To be sure, Narendran had said in an analyst call in May that the UK business was expected to be earnings before interest, taxes, depreciation, and amortization (Ebitda) positive.
“We are pursuing the goal of ensuring, on an underlying basis, Tata Steel UK becomes Ebitda positive and sustaining from a cashflow point of view,” he had said during the post-earnings interaction on 13 May.
Tata Steel UK follows a downstream-focused model, importing semi-finished steel substrates from its operations in India and the Netherlands—or sourcing them from the open market at lower cost—and processing them at its UK mills.
The shift to profitability, analysts believe, has been aided by a strategic move to shut down its loss-making blast furnace.
The company reported a consolidated profit of ₹1,201 crore in January-March, more than doubling from the same period last year. This was after losses in the Netherlands and the UK offset the company’s profitable operations in India.
Tata Steel’s standalone operations in India logged a net profit of ₹3,141 crore during the quarter, 19% less than the same period a year ago due to lower steel prices.
“It is possible for Tata Steel’s UK business to break even because they have shut down their blast furnace,” said Rohit Sadaka, director at India Ratings & Research. “There will be a significant reduction in fixed cost overheads along with reduced losses.”
Tata Steel acquired the European operations of Corus Group for £6.2 billion (around $12 billion) in 2007. Since then, its UK business has struggled with legacy costs and sluggish demand in Europe.

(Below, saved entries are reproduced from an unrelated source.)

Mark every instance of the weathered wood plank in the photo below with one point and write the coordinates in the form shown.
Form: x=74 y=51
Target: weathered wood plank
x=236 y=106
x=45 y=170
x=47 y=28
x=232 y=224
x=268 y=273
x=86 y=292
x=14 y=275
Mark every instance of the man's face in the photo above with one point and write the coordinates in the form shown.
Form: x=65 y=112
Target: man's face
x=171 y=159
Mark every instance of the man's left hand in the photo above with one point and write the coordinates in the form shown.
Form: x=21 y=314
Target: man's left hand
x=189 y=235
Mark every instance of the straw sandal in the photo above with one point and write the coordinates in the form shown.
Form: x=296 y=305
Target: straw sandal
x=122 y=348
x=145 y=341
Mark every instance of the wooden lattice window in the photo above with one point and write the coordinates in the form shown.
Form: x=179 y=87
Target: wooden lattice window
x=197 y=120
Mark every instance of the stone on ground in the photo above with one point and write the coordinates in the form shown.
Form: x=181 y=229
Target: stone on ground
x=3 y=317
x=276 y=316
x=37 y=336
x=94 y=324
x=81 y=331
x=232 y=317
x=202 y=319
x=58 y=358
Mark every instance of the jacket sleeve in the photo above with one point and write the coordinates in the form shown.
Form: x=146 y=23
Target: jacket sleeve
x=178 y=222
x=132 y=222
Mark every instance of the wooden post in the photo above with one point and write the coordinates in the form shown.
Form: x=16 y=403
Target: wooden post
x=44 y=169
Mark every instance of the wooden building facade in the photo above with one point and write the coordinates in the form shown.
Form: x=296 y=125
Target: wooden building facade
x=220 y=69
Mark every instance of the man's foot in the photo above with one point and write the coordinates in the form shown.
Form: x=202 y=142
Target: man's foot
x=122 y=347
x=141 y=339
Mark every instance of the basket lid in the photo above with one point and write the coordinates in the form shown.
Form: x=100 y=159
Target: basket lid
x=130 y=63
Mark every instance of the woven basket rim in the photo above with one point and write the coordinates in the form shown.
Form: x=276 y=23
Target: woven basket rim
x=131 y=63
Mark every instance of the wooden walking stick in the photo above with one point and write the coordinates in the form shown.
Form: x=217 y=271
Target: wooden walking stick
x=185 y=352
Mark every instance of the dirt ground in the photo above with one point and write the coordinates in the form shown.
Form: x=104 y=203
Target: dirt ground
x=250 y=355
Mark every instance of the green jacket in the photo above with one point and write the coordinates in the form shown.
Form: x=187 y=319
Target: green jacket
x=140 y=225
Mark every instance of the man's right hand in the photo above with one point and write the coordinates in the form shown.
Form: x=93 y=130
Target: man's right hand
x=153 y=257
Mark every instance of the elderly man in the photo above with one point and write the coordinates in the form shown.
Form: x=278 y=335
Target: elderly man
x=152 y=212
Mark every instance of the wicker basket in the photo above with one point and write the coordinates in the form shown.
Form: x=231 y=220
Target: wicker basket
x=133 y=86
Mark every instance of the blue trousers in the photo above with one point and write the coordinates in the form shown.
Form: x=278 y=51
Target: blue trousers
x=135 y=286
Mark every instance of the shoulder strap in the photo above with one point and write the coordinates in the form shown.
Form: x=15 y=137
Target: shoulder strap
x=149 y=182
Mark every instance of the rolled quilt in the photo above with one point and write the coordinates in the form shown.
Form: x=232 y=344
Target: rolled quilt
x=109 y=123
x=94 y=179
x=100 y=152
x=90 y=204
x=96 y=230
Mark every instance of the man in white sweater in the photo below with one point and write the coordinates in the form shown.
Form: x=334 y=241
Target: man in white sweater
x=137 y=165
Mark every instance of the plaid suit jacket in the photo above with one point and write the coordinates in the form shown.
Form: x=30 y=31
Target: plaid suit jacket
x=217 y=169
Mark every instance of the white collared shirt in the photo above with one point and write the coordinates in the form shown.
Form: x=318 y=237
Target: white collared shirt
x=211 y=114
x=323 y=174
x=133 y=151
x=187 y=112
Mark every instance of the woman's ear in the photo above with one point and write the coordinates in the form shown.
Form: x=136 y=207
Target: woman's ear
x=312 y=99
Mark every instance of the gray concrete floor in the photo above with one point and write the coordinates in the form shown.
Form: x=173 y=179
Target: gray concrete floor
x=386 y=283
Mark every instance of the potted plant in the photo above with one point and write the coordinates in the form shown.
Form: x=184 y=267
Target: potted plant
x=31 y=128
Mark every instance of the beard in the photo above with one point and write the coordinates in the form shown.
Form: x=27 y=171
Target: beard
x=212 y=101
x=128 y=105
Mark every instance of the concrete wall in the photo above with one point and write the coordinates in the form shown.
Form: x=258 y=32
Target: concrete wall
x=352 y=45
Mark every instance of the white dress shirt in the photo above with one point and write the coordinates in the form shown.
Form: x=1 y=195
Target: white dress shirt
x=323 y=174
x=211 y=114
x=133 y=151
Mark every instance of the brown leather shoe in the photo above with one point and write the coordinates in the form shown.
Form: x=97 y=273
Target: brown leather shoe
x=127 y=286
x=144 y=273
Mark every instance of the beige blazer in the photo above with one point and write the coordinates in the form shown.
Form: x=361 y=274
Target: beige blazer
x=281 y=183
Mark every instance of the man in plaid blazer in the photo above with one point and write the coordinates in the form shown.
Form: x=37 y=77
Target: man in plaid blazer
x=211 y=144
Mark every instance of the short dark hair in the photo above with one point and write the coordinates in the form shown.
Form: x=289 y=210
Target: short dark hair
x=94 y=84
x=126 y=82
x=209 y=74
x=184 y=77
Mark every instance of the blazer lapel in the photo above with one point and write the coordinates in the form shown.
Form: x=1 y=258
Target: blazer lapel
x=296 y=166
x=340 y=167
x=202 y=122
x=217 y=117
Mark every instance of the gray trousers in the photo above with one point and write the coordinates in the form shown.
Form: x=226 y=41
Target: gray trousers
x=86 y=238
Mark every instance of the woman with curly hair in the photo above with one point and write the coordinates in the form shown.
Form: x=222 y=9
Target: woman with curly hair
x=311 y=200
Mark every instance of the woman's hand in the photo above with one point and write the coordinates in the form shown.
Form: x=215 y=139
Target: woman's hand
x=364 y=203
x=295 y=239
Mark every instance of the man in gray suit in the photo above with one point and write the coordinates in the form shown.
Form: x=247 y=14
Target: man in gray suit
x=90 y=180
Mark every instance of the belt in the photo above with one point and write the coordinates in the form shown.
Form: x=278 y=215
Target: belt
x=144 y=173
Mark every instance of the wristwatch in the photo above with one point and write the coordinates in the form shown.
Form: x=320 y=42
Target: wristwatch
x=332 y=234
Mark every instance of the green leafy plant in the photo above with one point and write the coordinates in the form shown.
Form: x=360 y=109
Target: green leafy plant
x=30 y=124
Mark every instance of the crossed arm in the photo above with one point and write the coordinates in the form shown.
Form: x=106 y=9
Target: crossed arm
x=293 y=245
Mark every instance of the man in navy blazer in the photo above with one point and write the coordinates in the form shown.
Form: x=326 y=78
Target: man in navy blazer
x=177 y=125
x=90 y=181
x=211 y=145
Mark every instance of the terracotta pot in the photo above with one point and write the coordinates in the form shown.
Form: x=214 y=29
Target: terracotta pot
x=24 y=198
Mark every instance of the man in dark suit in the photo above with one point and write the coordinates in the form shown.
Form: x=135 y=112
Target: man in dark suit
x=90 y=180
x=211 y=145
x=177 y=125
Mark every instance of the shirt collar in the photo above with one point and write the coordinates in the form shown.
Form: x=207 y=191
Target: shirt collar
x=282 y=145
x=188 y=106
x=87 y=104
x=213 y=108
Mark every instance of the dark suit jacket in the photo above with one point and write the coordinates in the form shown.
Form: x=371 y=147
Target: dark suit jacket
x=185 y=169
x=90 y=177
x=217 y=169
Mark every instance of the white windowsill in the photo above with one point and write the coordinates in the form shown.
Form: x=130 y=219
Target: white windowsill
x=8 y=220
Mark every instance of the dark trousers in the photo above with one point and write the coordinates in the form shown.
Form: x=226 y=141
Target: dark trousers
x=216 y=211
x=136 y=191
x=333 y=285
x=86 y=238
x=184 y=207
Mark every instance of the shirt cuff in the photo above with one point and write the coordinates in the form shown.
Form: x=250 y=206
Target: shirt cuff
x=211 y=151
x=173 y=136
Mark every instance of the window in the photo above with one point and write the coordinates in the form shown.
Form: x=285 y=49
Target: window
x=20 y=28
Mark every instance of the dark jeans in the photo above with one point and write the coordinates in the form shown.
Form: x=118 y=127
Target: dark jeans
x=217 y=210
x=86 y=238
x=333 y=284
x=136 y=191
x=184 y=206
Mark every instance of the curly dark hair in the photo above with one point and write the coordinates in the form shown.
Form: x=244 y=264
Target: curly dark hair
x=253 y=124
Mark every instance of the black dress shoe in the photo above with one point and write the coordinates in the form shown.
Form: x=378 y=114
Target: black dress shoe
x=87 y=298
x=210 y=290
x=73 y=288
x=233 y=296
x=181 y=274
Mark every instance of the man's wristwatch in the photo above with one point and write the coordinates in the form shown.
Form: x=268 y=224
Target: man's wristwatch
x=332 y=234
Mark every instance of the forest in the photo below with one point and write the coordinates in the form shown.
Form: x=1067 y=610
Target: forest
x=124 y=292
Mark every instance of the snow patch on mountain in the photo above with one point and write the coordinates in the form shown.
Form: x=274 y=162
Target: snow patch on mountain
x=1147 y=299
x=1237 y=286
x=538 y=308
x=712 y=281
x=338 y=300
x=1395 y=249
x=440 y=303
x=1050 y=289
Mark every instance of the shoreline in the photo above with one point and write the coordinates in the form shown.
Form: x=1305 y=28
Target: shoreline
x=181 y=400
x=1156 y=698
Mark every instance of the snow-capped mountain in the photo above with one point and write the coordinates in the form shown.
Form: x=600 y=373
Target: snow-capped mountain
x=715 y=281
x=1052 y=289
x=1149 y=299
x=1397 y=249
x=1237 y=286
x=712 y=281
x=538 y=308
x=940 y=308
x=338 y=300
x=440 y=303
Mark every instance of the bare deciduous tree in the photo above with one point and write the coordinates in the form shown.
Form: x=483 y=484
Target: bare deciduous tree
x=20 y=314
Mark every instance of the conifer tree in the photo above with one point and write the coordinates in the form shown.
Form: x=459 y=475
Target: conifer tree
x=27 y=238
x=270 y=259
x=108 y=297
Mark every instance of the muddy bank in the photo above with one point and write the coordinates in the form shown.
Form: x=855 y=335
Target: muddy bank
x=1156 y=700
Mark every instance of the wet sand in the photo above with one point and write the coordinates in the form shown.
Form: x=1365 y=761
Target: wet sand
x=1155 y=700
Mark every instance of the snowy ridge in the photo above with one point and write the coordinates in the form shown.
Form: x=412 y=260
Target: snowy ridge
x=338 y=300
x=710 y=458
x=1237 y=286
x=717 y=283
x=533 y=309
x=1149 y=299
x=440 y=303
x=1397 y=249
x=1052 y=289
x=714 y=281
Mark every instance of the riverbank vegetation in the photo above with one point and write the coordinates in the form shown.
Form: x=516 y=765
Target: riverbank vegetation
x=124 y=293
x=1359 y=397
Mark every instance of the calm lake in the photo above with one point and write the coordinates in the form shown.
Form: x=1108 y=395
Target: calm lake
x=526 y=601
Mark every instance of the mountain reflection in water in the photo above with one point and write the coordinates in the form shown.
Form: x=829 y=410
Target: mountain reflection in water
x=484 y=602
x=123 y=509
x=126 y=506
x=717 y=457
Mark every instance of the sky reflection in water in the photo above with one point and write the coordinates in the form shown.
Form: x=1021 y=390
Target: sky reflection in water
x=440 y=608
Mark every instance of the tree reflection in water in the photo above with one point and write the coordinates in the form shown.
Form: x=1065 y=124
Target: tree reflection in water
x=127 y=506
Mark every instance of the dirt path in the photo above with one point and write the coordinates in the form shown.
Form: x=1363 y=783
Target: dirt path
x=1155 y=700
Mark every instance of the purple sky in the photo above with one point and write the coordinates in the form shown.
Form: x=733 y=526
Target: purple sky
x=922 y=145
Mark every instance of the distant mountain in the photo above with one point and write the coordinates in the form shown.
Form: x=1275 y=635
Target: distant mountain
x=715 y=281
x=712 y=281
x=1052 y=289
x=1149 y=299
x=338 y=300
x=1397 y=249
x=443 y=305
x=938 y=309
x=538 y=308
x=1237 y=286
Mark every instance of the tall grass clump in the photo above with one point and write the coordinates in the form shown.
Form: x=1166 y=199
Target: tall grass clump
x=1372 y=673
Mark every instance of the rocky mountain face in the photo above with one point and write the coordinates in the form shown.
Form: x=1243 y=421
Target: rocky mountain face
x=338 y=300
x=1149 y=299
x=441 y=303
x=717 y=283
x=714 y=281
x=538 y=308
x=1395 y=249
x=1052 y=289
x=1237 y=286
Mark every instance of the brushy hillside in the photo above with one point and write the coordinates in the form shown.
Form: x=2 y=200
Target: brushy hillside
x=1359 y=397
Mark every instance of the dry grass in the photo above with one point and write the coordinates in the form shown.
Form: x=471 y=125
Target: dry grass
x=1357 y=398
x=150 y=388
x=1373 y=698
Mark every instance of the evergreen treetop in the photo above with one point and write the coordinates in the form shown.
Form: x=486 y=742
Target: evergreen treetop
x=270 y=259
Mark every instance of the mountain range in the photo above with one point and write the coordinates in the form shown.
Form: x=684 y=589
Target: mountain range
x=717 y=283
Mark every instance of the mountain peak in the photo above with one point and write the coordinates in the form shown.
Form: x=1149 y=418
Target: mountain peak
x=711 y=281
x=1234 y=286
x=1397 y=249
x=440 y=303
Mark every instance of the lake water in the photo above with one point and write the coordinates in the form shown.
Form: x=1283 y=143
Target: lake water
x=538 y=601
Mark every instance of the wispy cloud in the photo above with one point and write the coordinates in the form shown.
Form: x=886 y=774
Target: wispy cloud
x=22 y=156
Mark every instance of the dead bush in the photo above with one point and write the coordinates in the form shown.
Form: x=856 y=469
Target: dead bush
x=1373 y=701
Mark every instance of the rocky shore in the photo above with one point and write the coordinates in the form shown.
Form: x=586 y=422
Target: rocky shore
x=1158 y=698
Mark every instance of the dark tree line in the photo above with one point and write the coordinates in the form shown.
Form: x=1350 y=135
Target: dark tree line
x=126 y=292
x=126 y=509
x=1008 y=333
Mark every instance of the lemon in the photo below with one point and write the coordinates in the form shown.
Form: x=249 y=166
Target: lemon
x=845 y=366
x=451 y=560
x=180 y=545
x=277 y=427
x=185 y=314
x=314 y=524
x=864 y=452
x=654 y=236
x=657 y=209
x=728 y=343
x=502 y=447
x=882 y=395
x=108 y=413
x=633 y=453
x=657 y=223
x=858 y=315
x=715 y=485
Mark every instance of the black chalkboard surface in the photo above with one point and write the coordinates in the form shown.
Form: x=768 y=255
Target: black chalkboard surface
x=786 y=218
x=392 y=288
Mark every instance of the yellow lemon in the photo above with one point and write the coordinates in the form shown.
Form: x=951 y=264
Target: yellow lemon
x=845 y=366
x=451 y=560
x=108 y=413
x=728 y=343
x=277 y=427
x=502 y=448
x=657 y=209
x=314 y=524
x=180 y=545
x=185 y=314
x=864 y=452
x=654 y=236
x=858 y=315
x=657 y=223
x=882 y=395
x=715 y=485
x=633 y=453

Under Narendran, the company has pursued a range of restructuring efforts to revive its European operations. These include layoffs, cost rationalization, and a pivot to more efficient electric arc furnace (EAF) technology.
According to a report by ICICI Direct, the company is “undergoing significant restructuring at its European operations aimed at improving profitability.” In the UK, Tata Steel is building a 3.2 million tonnes per annum (MTPA) EAF facility, expected to be commissioned by 2027, with £500 million in support from the UK government as part of a total capex of £1.25 billion.
Meanwhile, in the Netherlands, the company plans to replace one of its two blast furnaces with a direct reduced iron (DRI) and EAF setup by 2030 as part of its broader green steel transition.
Tata Steel has also launched a company-wide cost transformation programme targeting savings of ₹11,500 crore in FY26. This includes ₹4,000 crore from Indian operations, ₹4,500 crore from the Netherlands, and ₹3,000 crore from the UK.
Capex plans for the current fiscal stand at ₹15,000 crore, earmarked for plant maintenance, capacity expansion, European restructuring, replication of EAF projects in western and southern India—including the one in Ludhiana—and the acquisition of mining assets to support raw material security.
Shares of Tata Steel rose 5.8% on Wednesday to close at ₹165.88 on the National Stock Exchange.